Cette semaine Cinegore présente un dossier consacré à la créature qui inspira bon nombre de réalisateurs et qui reste encore à ce jour terriblement attrayante j’ai parlé du Loup Garou. Son cri déchirant une nuit de pleine lune, sa cruelle et douloureuse transformation physique et ses yeux sans fonds nous remplissent d’un effroi atavique qui remonte à cette époque pas si éloignée où les anciens vivaient parmi les loups.

887e51f894298eb64241ec6d14437e6c.jpgAujourd’hui l’histoire du mythe

C’est essentiellement à partir du XVe siècle, que le mythe du loup garou se transforma en superstition religieuse. On fit état de philtres et d’onguents magiques ainsi que de pactes avec le Diable. La rigueur des hivers à la fin du Moyen Âge et au début de l’époque moderne, la crainte du loup, encore très présent dans les forêts d’Europe au XVe et au XVIe siècle, peuvent expliquer l’épidémie  de loups-garous qui se produit à cette époque.

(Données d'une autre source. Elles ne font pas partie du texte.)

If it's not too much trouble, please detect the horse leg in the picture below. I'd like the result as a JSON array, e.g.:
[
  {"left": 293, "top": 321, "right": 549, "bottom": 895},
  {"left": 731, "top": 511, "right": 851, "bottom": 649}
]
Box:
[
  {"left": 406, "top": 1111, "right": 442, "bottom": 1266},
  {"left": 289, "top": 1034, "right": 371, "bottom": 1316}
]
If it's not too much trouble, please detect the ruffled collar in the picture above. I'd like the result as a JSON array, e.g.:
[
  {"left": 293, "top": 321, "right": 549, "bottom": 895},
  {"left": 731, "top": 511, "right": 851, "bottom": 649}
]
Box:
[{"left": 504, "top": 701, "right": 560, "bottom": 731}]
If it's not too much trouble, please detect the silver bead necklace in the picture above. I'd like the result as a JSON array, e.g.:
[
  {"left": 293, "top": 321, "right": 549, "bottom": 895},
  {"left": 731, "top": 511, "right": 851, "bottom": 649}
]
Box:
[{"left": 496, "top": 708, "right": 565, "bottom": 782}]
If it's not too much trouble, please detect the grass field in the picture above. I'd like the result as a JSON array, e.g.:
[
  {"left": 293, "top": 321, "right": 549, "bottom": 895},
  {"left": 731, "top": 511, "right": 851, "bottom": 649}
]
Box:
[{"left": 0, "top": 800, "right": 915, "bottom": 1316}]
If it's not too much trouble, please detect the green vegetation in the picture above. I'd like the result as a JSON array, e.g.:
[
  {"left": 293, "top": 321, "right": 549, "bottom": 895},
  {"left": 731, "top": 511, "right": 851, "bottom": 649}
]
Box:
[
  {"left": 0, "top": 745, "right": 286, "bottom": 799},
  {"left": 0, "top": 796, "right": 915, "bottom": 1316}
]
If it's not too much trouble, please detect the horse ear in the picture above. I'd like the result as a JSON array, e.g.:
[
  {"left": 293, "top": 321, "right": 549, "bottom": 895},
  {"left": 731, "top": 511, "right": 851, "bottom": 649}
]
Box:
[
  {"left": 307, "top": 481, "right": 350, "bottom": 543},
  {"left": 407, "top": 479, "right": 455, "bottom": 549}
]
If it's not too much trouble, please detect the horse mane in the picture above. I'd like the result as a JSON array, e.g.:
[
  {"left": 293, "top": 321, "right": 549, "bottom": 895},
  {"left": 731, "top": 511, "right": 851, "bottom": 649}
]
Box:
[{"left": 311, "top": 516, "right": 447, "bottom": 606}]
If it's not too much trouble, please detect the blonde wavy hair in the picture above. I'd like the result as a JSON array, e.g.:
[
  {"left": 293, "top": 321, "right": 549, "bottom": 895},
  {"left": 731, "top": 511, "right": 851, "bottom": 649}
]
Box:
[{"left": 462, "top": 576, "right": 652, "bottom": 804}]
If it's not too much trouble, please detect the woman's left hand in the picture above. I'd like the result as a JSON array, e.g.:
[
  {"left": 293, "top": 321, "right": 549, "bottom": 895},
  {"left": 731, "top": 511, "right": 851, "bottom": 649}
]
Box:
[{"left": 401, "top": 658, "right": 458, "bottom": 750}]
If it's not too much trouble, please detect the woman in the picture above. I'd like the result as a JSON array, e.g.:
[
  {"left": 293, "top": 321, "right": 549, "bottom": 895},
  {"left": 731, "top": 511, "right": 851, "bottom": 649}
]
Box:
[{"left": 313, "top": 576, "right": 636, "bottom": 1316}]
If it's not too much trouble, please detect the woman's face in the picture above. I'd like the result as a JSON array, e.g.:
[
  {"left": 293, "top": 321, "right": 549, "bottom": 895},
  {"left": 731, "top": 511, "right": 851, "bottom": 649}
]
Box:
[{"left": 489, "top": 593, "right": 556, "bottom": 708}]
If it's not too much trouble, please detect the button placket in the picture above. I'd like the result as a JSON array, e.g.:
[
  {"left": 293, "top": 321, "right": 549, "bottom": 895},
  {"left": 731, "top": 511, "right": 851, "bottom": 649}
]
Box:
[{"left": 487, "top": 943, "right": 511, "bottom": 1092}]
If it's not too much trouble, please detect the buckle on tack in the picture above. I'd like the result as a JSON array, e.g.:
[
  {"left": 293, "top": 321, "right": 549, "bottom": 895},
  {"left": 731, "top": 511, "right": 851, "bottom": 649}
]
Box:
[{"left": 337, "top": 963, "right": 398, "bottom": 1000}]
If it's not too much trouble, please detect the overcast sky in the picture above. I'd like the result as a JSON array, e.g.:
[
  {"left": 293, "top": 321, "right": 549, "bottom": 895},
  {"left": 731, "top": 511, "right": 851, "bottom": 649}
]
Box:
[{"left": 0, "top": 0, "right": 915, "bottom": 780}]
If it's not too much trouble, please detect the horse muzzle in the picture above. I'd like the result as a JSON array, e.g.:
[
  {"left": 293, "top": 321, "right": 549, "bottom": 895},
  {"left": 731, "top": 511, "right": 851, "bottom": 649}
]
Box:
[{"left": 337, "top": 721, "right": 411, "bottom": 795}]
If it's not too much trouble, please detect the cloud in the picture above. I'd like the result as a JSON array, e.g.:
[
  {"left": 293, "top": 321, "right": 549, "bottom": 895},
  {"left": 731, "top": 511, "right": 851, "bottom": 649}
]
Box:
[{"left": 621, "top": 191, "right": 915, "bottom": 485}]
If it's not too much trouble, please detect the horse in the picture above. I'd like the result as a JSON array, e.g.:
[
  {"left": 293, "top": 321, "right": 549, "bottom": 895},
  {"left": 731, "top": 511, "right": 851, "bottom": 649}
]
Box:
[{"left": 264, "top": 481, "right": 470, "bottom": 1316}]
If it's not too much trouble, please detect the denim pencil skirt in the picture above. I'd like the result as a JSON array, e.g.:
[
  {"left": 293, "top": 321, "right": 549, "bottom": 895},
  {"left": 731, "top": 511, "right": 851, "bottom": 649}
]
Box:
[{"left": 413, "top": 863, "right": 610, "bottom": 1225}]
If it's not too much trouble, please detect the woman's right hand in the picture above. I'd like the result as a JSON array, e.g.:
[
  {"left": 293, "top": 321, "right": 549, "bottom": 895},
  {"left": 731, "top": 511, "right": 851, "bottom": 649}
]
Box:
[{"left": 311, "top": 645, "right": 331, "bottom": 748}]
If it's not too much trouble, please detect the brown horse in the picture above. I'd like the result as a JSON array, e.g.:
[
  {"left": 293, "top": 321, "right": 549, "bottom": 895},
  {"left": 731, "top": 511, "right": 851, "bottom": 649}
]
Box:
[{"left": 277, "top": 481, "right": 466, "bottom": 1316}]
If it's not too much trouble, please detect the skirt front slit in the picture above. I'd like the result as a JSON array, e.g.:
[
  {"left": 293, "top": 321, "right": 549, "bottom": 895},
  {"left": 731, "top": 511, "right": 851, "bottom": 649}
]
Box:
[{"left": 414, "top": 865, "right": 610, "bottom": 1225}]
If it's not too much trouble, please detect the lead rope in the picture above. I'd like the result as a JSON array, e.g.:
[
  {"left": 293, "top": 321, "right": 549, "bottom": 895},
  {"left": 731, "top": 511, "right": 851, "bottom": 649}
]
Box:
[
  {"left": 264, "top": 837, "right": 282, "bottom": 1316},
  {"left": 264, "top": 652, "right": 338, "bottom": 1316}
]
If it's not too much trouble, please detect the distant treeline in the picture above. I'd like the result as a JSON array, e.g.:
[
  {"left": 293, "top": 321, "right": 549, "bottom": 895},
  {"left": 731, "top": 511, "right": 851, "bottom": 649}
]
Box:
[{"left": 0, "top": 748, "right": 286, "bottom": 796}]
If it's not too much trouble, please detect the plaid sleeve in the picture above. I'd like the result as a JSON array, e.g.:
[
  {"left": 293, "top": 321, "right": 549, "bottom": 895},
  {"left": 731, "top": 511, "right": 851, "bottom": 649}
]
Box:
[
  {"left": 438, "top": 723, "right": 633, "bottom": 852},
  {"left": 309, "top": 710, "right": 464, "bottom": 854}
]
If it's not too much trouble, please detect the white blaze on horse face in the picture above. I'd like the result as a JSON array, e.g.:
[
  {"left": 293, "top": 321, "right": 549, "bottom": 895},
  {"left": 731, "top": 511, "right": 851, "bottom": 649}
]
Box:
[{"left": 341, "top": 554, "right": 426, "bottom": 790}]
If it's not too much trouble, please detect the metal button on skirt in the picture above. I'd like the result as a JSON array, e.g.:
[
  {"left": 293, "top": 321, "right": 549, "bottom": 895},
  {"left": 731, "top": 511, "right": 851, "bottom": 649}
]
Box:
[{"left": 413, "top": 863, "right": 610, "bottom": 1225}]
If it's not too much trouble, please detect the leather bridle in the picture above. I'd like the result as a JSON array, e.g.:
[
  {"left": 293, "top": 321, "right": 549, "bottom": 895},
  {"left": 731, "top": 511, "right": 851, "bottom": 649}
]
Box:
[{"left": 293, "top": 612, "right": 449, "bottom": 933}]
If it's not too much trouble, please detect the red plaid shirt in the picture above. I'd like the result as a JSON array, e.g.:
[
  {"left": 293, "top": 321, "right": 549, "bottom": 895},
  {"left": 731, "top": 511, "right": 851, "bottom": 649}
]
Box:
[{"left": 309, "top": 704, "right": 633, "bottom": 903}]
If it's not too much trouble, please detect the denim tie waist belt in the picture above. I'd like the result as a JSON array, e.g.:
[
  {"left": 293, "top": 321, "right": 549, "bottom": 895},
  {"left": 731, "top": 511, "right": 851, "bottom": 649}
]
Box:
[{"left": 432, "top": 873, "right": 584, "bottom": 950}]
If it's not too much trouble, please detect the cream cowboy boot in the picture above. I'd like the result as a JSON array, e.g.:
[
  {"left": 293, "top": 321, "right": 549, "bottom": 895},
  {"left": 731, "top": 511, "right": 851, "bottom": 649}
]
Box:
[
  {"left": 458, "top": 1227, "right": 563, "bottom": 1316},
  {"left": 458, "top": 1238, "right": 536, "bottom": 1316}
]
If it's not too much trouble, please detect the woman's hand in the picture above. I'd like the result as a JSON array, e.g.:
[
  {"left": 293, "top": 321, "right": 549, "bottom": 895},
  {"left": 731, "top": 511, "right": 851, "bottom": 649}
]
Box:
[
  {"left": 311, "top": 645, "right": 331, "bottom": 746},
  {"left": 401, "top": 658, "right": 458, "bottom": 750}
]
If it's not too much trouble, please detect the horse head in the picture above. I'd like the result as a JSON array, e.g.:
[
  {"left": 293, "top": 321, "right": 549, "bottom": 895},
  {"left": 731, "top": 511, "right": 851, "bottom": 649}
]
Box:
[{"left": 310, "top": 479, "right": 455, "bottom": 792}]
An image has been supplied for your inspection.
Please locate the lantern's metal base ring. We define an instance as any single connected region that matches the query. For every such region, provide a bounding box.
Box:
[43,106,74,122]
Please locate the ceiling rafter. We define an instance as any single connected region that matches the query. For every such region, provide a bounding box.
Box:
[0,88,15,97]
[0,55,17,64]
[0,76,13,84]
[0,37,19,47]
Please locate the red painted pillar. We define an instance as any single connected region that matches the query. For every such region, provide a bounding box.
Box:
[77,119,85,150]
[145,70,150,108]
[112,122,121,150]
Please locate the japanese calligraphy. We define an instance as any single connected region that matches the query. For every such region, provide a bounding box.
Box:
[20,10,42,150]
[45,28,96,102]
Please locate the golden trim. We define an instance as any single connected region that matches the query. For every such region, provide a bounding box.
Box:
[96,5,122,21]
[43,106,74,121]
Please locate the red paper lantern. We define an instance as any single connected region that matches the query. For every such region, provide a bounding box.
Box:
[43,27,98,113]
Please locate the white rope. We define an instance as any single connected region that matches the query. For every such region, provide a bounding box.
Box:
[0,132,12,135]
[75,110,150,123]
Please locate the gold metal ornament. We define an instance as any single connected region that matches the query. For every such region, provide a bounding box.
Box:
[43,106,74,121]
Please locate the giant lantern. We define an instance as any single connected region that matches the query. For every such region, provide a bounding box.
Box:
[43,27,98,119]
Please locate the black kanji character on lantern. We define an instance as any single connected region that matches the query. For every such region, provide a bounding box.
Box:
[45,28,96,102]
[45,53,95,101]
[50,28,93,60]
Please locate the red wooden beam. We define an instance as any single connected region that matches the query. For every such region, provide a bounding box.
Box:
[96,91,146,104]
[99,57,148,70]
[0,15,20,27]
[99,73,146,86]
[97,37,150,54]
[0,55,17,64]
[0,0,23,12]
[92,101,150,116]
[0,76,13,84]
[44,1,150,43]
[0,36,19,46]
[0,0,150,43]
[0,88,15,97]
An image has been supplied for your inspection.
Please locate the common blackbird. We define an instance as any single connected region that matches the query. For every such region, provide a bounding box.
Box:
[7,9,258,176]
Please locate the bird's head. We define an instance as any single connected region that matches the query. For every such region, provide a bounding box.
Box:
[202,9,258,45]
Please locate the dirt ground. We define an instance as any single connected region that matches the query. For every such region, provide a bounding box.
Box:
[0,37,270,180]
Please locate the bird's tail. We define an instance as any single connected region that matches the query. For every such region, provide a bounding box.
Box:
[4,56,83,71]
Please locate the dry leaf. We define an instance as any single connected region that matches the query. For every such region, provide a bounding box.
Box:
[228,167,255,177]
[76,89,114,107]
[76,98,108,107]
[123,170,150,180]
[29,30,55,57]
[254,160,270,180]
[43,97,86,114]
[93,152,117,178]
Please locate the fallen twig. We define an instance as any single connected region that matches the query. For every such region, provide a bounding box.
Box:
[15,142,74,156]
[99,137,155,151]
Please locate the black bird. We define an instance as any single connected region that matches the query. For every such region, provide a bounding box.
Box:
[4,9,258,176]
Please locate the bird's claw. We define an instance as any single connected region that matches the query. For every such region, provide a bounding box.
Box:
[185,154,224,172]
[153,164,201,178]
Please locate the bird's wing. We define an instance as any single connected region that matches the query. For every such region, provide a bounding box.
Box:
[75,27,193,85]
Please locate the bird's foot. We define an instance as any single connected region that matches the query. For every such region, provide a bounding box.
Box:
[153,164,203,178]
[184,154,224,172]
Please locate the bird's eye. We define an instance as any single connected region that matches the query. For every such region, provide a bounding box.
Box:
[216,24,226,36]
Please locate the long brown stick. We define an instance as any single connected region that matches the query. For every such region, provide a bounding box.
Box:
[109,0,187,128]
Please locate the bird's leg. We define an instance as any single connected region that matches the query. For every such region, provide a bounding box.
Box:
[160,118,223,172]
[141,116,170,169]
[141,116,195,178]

Au XVIe siècle, une véritable psychose règne dans les campagnes. Plus de 30 000 procès sont organisés et de nombreuses personnes sont ainsi exécutées car accusées de se transformer en loup. Mais, dans la plupart de ces procès, il y a effectivement des meurtres à caractère cannibale de commis. A l’époque, nul ne doute de l’existence des loups-garous dans lesquels on voit la manifestation du diable.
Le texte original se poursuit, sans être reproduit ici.